11 Ocak 2013 Cuma

           AYDEDE       
                                  
            Gecenin bir vaktinde,
            Gözleri, döktü defteri önüne
            Bir anlattı, bir anlattı, pir anlattı.

            Yüzünün kızarıp kızarmadığından
            Emin değilim amma
            Başı düştü önüne...
            Belki utandı garibim
            Belki,
            “ Bekâra eş boşamak kolaydır dostum!”
            Belki de,
            “ Şu dünyada akıl vermediğim zat kalmadı” dedi.

            Açıklık getirdi Aydede
            “Paslanmış kilitsin sen “dedi
            “Kilidin hasısın” da dedi
            “Dört yanında yağlar
            Üstelik hazır eden sensin”
            Göz ucuyla baktı ona
            Bunları kendi bilmiyor muydu,?
            Ya sabır çekti.

            Gecenin bir vaktinde
            Yıldızların tümü tepesinde
            Konuşan Aydede,
            Yakalamışken zavallıyı
            Formda da belli
            Hem  iğneliyor
            Hem  gaz veriyordu.

            “Sus” diyemedi
            Konuşursam susar belki dedi
            Ses tonu sert,
            “Dönmüyor kilit işte” dedi
            Uzattı kilidi ve ekledi:
            “İnanmıyorsan bir de sen bak,
            Pohpohlamakla olsaydı bu iş
            Gazın da pompanın da hassı bende
            Aklını kendine sakla Aydede!”

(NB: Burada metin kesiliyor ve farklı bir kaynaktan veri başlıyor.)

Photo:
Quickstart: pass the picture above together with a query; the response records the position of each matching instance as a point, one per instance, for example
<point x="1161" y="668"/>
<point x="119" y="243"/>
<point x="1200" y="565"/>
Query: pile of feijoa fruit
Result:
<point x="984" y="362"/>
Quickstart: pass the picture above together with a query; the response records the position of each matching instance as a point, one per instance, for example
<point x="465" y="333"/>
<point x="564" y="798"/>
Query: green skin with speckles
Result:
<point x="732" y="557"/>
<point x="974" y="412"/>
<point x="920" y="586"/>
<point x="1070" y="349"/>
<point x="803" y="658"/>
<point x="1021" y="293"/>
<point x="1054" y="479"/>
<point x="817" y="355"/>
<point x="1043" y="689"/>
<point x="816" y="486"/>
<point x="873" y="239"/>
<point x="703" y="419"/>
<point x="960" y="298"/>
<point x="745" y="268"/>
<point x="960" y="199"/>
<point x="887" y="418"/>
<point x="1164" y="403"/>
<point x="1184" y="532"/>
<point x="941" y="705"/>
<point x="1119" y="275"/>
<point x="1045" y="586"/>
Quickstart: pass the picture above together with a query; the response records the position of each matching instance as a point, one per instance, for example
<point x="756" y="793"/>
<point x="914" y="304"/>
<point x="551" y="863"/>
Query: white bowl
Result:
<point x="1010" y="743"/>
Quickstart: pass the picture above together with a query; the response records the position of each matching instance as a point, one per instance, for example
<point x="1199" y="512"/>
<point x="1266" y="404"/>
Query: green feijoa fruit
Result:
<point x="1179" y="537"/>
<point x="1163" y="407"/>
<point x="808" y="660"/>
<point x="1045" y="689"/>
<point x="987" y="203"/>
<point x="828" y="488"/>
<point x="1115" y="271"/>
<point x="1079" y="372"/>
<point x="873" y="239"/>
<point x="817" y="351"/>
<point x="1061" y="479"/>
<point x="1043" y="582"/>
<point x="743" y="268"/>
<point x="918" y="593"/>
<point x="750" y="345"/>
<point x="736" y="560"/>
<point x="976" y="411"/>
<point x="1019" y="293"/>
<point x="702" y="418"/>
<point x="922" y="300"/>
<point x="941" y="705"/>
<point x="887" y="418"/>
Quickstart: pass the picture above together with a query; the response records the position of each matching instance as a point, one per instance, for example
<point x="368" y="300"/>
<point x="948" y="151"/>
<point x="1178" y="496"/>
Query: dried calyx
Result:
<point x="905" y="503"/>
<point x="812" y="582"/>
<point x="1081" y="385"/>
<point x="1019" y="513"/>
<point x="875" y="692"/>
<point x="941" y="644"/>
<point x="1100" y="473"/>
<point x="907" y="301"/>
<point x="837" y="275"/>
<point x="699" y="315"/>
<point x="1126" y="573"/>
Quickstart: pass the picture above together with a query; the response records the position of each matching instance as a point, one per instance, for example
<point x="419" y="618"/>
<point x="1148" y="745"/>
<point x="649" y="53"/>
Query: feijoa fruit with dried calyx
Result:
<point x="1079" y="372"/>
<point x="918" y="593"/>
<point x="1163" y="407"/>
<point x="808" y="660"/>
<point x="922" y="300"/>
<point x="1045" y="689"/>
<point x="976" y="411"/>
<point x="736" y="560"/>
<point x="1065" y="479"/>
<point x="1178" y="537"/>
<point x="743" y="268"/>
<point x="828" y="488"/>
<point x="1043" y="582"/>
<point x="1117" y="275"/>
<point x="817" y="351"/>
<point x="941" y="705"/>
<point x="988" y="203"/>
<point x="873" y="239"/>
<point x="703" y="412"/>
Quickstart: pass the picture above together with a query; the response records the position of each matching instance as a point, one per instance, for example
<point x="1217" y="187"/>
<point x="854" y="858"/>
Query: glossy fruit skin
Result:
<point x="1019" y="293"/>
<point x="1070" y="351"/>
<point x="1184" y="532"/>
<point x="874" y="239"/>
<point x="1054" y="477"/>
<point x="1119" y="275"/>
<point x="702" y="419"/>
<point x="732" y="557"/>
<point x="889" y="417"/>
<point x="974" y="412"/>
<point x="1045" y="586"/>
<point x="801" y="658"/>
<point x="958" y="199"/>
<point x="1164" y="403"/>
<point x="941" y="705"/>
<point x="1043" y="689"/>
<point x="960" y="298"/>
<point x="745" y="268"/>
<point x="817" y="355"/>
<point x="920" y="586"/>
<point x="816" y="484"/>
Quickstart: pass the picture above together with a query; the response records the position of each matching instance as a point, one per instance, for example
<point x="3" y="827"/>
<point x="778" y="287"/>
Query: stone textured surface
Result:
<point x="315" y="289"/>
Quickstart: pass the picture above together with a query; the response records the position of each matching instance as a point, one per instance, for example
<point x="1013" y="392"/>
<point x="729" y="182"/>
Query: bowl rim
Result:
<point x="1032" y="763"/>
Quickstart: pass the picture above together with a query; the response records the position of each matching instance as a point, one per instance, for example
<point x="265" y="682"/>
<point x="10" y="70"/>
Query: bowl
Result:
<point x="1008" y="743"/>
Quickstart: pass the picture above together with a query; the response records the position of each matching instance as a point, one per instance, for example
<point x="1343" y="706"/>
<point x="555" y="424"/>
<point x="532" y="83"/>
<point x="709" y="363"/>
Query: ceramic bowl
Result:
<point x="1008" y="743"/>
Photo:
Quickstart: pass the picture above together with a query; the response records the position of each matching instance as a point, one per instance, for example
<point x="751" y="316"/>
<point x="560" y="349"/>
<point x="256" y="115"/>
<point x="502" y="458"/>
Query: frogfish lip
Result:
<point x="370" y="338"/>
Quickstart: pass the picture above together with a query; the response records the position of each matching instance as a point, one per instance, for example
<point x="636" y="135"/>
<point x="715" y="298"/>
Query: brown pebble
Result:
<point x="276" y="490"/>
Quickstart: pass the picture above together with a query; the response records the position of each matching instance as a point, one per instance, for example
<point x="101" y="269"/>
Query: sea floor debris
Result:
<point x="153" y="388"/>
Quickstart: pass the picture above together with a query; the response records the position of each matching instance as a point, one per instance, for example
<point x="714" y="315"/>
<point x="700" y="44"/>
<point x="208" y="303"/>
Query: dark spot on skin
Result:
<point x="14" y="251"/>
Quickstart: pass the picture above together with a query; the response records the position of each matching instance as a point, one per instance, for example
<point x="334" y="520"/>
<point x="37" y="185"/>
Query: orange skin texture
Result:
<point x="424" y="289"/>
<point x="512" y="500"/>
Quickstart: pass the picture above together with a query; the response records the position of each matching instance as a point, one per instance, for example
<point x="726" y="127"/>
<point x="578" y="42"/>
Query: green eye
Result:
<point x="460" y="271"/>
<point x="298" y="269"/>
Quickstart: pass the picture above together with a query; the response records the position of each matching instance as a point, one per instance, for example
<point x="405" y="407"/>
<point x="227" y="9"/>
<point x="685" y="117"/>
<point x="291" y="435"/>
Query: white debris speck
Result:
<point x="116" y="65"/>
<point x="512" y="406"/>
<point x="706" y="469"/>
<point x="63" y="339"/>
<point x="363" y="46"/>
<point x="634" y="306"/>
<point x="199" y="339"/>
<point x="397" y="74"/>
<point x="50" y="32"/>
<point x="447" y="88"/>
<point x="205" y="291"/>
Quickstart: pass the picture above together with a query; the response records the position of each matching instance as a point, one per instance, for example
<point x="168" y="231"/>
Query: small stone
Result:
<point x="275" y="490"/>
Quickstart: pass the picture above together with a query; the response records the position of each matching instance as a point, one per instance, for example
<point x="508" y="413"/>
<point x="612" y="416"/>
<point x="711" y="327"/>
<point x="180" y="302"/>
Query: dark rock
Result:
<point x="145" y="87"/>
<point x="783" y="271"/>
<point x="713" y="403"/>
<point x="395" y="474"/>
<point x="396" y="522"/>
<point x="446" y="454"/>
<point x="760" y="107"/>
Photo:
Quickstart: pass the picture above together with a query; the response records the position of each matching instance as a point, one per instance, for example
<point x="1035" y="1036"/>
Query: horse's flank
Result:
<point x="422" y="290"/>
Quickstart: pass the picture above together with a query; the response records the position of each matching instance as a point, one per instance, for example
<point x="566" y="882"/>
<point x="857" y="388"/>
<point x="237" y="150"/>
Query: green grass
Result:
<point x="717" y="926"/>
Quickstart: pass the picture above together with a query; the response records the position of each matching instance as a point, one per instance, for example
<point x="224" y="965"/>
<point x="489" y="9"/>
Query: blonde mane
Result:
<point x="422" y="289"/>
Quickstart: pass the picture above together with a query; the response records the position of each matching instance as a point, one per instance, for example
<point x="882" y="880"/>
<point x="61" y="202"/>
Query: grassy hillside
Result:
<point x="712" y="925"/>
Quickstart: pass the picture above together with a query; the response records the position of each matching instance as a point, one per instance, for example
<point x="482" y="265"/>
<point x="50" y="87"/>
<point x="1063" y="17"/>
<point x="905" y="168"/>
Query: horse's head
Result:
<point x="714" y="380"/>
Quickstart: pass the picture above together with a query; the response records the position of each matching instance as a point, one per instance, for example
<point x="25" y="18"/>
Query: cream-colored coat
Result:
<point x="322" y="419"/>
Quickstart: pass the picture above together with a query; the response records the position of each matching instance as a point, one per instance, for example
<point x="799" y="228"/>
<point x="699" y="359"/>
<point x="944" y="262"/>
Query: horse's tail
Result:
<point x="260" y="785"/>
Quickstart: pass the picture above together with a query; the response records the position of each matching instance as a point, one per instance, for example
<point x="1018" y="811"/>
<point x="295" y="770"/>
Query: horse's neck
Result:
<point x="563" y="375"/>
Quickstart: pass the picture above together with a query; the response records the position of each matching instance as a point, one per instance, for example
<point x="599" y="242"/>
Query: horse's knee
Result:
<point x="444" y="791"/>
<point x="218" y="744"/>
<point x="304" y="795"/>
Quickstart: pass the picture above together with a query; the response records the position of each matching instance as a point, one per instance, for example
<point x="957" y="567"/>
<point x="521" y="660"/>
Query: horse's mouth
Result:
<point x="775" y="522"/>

            “ Ne halin varsa gör de şuna ”dedi
             Yıldızlardan biri Aydede'ye
             Ve de  ekledi:
            “Ukalaymış da üstelik...”         
            Yukarıda söyledikleri ne ise de                                                                      
             Aşağıdaki,
            Dam üstünde saksağan vur beline kazmayı” oldu biraz
            Arslan yatağından  bellidir...    
                                                                                        
            Gün kötü geçti onun için
            Aydede mi etkili oldu bunda
            Yıldızlar mı bilinmez
            Farkındayım ben demedi bakın
            Hani derler ya,
            Suç gelin olmuş,
            Sahiplenmemiş kimse...

            Ertesi gün,
            Bir kilide baktı o
            Bir de yağa
            Ertesi gün de öyle yaptı o
            Ertesi günde.

            Offff dememek olası değildi onun için,
            Tepesinde Aydede,
            Fark etmiyor gibi yazsa kaç yazar hani
            Gözleri üzerinde
            Kararlı da belli
            Atmazsa adım
            Başlamazsa bir yerlerden
            “İnsan yerine koyduk da seni
            Bir şeyler dedik “diyecek gibi
            Ve hep birlikte yıldızlar
            Saklandıkları yerlerden çıkıp
            El vurarak seslik oluşturacaklar
            Baskı kuracaklar, diyecekler Aydede’ye:
            “Ne hali varsa görsün, ne halin varsa görsün”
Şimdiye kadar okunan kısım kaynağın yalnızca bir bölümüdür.